A HX711 with 4x50kg sensor. ( You can get them for about Eur 6,- at Banggood or Aliexpress)
I will start with total 150kg force (0.44 kg/cm2= 6.3PSI) and can then measure what happens with the force during charge and discharge.

 

[Steve_S]

SOURCE: Convert Kilogram Force Centimeters to Newton Meters (kgf cm to Nm) | JustinTOOLs.com

300 Kilogram Force Centimeters	to common torque units
300 kgf cm	= 29.41995 newton meters (Nm)
300 kgf cm	= 3 kilogram force meters (kgf m)
300 kgf cm	= 300 kilogram force centimeters (kgf cm)
300 kgf cm	= 21.699041526925 foot pounds force (lbf路ft)
300 kgf cm	= 21.699041526925 pound foot (lb ft)
300 kgf cm	= 294199500 dyne centimeters (dyn cm)
300 kgf cm	= 698.14601657448 foot poundals (ft pdl)
300 kgf cm	= 260.3884987072 inch pounds force (in lbf)
300 kgf cm	= 0.02941995 kilonewton meters (kN m)
300 kgf cm	= 29419950 meganewton meters (MN m)

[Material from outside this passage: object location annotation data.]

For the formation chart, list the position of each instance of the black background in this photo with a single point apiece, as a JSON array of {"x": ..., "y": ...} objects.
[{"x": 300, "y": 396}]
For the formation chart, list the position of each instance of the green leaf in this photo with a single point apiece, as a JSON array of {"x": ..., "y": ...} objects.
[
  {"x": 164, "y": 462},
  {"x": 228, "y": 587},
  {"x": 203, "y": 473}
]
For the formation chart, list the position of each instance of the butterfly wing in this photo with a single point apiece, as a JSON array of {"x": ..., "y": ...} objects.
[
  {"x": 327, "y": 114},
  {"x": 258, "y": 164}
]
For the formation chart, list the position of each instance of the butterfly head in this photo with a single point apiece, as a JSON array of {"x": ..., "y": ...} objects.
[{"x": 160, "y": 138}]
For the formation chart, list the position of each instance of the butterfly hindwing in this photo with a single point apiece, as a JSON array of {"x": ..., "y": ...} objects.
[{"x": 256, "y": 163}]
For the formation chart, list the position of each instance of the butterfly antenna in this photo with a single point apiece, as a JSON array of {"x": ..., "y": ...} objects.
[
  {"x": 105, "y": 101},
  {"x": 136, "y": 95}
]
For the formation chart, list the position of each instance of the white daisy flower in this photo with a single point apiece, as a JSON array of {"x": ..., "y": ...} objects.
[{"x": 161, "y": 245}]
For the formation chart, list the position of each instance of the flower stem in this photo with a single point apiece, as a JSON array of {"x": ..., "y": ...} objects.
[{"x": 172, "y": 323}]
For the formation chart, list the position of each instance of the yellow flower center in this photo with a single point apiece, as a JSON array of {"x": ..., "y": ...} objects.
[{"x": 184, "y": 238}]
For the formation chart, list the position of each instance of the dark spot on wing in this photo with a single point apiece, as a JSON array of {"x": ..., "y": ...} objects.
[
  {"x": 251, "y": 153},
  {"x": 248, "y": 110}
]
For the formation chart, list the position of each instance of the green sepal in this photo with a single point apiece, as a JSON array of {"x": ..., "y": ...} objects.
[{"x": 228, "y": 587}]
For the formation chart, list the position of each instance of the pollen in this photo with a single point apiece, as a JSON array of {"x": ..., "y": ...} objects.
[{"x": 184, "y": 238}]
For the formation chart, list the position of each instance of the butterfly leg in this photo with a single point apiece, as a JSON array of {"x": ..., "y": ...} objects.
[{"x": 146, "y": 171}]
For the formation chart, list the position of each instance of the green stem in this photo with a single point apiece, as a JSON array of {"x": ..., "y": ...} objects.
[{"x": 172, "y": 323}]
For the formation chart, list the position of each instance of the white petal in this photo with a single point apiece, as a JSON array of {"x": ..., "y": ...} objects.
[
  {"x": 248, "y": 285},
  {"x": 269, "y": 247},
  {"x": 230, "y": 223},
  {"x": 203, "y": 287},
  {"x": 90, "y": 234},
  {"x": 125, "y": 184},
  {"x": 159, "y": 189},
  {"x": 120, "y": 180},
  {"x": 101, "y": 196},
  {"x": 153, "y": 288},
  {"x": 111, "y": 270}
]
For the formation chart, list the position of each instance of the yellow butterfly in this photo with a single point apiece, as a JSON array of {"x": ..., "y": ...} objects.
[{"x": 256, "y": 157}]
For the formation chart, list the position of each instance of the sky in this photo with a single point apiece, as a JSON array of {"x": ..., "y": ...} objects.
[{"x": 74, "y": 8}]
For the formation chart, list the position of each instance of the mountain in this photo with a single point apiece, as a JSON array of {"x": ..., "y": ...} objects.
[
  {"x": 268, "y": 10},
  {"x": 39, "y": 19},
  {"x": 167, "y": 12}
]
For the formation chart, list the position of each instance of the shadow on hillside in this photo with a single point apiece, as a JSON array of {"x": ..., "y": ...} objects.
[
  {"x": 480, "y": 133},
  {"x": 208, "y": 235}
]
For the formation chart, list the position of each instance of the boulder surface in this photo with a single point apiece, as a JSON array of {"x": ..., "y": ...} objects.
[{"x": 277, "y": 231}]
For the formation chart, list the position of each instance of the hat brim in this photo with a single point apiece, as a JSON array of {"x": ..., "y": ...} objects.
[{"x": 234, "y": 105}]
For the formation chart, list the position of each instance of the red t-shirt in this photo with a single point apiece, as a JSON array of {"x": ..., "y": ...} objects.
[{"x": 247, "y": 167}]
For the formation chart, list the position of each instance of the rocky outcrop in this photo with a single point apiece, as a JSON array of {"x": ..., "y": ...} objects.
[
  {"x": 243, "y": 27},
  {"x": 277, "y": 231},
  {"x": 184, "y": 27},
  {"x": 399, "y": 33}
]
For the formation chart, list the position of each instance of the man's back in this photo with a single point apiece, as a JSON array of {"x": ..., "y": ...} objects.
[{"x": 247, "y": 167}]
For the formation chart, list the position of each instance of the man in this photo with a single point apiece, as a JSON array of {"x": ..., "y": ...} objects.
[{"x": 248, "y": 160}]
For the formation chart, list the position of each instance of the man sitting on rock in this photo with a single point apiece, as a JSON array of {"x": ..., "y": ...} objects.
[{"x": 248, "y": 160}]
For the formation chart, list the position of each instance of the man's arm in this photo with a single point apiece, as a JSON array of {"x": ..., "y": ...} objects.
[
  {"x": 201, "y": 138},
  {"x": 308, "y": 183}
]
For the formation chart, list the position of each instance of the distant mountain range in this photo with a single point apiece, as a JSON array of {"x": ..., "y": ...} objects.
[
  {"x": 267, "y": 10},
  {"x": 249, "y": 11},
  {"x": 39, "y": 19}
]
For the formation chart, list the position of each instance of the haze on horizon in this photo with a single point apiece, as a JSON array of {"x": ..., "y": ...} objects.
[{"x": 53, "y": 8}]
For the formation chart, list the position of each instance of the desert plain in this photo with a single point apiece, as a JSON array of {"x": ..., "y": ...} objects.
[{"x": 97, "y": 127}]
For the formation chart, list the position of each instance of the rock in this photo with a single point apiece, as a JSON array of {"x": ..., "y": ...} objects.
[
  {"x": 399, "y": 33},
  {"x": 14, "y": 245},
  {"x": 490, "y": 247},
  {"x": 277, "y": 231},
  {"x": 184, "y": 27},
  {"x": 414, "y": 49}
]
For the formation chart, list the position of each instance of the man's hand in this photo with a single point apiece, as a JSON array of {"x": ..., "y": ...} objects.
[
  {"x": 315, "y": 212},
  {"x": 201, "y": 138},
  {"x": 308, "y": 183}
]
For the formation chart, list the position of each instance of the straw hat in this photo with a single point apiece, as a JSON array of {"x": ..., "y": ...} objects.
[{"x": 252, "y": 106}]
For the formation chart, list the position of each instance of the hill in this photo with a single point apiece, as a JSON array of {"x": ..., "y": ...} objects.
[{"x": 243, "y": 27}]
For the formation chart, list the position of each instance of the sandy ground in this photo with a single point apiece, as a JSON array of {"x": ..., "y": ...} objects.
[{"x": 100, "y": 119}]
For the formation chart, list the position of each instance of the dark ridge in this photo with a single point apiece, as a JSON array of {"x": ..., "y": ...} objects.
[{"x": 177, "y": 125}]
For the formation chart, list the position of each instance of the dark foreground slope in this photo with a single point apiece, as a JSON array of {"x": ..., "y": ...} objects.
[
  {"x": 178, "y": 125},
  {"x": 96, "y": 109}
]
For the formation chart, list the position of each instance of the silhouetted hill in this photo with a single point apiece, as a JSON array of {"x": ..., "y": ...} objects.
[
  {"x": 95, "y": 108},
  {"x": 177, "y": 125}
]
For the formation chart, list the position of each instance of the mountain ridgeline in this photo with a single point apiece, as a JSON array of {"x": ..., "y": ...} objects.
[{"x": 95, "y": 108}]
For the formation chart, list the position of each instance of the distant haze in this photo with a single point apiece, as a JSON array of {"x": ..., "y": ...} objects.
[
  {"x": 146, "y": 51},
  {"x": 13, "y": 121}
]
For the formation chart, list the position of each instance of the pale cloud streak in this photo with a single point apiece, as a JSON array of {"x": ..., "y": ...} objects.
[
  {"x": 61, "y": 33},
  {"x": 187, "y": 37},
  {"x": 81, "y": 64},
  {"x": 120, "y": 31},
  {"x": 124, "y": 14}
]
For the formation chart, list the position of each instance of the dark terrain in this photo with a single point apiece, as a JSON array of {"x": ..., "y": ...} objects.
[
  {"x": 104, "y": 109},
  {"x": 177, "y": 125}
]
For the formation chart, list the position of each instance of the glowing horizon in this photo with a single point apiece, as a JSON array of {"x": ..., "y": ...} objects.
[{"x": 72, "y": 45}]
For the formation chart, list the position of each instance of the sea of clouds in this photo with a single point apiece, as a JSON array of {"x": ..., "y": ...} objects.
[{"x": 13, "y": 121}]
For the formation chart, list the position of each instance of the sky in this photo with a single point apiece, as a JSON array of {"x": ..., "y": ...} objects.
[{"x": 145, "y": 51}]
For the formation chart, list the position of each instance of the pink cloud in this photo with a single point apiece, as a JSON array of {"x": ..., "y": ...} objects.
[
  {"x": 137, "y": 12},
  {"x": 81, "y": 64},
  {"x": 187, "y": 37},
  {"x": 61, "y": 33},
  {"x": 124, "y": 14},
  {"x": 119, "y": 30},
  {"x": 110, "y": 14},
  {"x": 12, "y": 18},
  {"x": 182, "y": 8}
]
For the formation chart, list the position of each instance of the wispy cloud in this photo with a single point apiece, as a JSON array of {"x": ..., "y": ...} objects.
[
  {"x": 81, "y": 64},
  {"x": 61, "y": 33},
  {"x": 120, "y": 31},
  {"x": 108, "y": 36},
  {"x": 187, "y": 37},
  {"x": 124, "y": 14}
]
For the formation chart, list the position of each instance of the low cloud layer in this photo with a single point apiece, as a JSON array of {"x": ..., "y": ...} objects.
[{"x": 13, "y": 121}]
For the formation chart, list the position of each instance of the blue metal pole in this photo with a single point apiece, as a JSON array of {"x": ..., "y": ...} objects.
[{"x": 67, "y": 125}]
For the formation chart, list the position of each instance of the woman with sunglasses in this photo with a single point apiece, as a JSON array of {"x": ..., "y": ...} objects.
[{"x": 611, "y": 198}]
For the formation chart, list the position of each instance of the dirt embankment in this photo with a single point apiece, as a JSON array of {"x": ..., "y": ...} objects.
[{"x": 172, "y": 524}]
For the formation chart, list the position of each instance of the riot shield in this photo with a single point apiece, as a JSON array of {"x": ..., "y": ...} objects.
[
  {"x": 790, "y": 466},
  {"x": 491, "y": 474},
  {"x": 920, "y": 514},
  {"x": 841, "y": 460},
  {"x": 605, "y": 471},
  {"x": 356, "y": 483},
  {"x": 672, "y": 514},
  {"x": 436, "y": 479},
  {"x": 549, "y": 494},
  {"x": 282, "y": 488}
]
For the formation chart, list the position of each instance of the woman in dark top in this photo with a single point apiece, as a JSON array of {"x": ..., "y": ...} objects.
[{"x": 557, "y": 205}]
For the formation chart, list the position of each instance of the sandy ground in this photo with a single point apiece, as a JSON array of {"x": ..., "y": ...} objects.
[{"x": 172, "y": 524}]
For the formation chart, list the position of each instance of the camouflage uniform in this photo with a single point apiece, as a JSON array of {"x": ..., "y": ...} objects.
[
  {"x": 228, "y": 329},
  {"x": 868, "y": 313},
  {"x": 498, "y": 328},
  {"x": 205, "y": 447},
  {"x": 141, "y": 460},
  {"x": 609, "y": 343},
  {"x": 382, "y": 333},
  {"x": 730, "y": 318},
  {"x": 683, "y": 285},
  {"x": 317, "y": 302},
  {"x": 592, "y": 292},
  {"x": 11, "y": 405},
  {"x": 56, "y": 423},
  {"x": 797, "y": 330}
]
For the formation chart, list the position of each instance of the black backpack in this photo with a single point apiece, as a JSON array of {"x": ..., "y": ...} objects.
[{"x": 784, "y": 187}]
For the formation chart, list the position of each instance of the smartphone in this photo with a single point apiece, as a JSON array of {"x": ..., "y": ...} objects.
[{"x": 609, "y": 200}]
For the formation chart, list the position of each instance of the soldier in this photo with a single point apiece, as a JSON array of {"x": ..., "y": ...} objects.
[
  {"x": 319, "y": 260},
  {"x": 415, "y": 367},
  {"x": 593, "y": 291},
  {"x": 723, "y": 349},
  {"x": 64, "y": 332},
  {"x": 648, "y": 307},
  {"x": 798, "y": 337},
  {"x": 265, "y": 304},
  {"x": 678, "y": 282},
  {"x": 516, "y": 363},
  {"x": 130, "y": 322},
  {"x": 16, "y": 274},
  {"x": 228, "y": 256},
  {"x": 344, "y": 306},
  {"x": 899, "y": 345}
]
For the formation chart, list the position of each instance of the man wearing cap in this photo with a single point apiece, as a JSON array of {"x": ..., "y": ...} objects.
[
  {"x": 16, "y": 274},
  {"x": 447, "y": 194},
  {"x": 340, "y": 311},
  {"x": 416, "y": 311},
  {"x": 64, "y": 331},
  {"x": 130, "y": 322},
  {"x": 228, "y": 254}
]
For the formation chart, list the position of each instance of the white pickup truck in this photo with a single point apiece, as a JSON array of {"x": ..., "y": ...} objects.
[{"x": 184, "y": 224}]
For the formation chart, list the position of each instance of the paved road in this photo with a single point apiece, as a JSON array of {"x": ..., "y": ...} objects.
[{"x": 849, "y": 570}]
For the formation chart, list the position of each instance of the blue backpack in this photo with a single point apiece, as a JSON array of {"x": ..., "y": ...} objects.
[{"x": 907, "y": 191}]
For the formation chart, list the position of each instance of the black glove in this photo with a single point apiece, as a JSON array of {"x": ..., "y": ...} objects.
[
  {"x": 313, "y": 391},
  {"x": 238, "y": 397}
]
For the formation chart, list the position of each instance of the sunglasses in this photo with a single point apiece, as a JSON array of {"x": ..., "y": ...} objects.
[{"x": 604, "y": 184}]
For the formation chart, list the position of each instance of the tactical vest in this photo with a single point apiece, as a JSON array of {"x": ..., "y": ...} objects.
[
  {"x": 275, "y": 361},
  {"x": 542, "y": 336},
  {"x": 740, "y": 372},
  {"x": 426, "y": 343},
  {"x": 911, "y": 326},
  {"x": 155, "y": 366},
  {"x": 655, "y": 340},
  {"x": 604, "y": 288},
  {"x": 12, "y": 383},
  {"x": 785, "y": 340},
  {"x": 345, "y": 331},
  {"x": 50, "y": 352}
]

Kilogram Force Centimeters	to Pound Force Foot (table conversion)
1 kgf cm	= 0.072330138423083 lbf ft
5 kgf cm	= 0.36165069211541 lbf ft
10 kgf cm	= 0.72330138423083 lbf ft
20 kgf cm	= 1.4466027684617 lbf ft
30 kgf cm	= 2.1699041526925 lbf ft
40 kgf cm	= 2.8932055369233 lbf ft
50 kgf cm	= 3.6165069211541 lbf ft
60 kgf cm	= 4.339808305385 lbf ft
70 kgf cm	= 5.0631096896158 lbf ft
80 kgf cm	= 5.7864110738466 lbf ft
90 kgf cm	= 6.5097124580774 lbf ft
100 kgf cm	= 7.2330138423083 lbf ft
200 kgf cm	= 14.466027684617 lbf ft
300 kgf cm	= 21.699041526925 lbf ft

 

[freddy123]

Don't crush your batteries
Optimal is:
300kg on about 340cm2 (170*200mm)
300kg/340cm2 = 0.88 kg/cm2 = 12.5 PSI
I start with half that value, what should give 80-90% of max live cycles and gives me some measering range.

 

[Steve_S]

27 pages, 537 replies, 17,000+ views.
What hasn't already been said, then debated & argued to death. ?

 

[ArthurEld]

12 or 15 inch pounds at full charge should stop the bulge
Now we can lay this to rest

 

[ghostwriter66]

27 pages, 537 replies, 17,000+ views.
What hasn't already been said, then debated & argued to death. ?
View attachment 31624
View attachment 31625

I WANT A RECOUNT !!!

 

[Bud Martin]

Just FYI about my 280Ah LISHEN cell and Liitokola after i watch thsi video:

I just check the Voltage between the case of the cell and the Negative terminal, it shows the same Voltage reading as when measure between Positive terminal and the Negative terminal, 0V between Positive terminal and the case.
So I do the same test with the 90Ah Liitokola and get the same result.
I put 100 Ohms resistor on Negative and the case, the Vdrops on the resistor is 1V, = 10mA.
That is not low leakage.
I plan to put insulation sheet between the cells when I wrap them up. With this result, it will be bad case for mobile application if cells are not separated with tough insulation, I would not trust the PVC wrapping either. So if you strap them tightly, make sure to add insulation sheet between cells.